Thursday, November 17, 2016

Being FAIR at UniProt

We are living in the times of Big Data, with high-throughput genomics leading to massive biological data sets. While this data presents opportunities for innovation and discovery, it also creates immense challenges for open access, data handling, processing and analysis. One of the ways to ensure that the scientific community can get the most out of the data available is to ensure our data is FAIR.

What is FAIR?


Good data management is essential to facilitate knowledge discovery, innovation, integration and reuse by the community after the data publication process. The FAIR Data Principles present a guideline to standardise and improve data management with four foundational principles - Findability, Accessibility, Interoperability, and Reusability. The FAIR Guiding Principles were originally described in full in https://www.ncbi.nlm.nih.gov/pmc/articles/PMC4792175/. The FAIR guidelines have been developed keeping in mind the requirements of data use for human readers as well for machine access.

A FAIR UniProt


As one of the world's largest freely available biological data resources, providing key life science data in the most open and accessible manner to the scientific community is at the heart of our mission. Good data management is essential for us to continue to support cutting-edge research in a sustainable and reliable manner. We see first hand the challenges of data management and dissemination and welcome the FAIR guiding principles for data resources. 


UniProt was one of the case studies presented in the original FAIR publication. What makes UniProt FAIR?




All entries are uniquely identified by a stable URL, that provides access to the entry in a variety of formats including a web page, XML, plain-text, RDF and REST services (‘F’ and ‘A’).

Interlinking with more than 150 different databases, every UniProt entry has extensive links into, for example, PubMed, enabling rich citation. These links are key to our user experience in human and machine readable formats ('I').

The entries contain rich metadata (‘F’) that is both human-readable (HTML, text format) and machine-readable (XML and RDF). All our representations use shared vocabularies and ontologies such as GO and ECO (‘I’). Our RDF representation additionally uses the UniProt RDF Schema Ontology and FALDO ('I'&'R').
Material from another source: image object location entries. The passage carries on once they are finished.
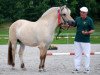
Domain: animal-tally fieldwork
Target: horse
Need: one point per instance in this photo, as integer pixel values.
(39, 33)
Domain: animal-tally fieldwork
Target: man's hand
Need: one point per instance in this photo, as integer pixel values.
(85, 32)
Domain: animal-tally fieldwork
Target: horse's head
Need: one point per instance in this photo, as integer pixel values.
(66, 18)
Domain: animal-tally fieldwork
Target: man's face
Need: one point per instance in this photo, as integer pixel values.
(83, 14)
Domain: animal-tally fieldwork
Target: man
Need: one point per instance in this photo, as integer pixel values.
(85, 27)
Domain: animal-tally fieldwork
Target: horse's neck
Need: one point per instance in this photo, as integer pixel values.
(51, 20)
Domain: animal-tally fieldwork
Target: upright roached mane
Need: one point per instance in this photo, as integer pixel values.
(39, 33)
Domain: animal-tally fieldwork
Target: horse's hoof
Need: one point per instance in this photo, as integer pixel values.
(44, 70)
(24, 69)
(40, 70)
(13, 68)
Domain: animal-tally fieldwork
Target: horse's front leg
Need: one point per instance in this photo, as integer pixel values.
(21, 51)
(43, 52)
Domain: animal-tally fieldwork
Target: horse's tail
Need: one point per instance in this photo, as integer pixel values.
(10, 57)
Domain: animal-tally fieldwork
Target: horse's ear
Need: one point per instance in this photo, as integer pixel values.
(63, 7)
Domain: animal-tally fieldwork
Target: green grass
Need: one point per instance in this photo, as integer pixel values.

UniProt strives for inter-operability by representing data that is common with another database in exactly the same way (‘R’). For example, the information about GO terms in UniProt RDF is a pure subset of the information about GO terms in the GO consortium's database. This kind of common data representations allows FAIR RDF databases to fit together as puzzle pieces in the larger life science data world.


Being FAIR


We're not the only fans of FAIR data management. FAIR principles have been adopted as a touchstone for funders and policy groups including the NIH Data Commons, G20 Hangzhao Concensus, the Amsterdam Call for Action on Open Science and the European Open Science Cloud

Challenges ahead


Being FAIR is not without its challenges. Not all formats of data might be FAIR for humans and machine readers alike. At UniProt, we handle this issue by ensuring that we also provide all our data in formats that are FAIR to complement any that might not be. This is an on-going effort with every new data type and data service we provide but is essential to make sure our data is valuable and actionable so that the community can make the most of it.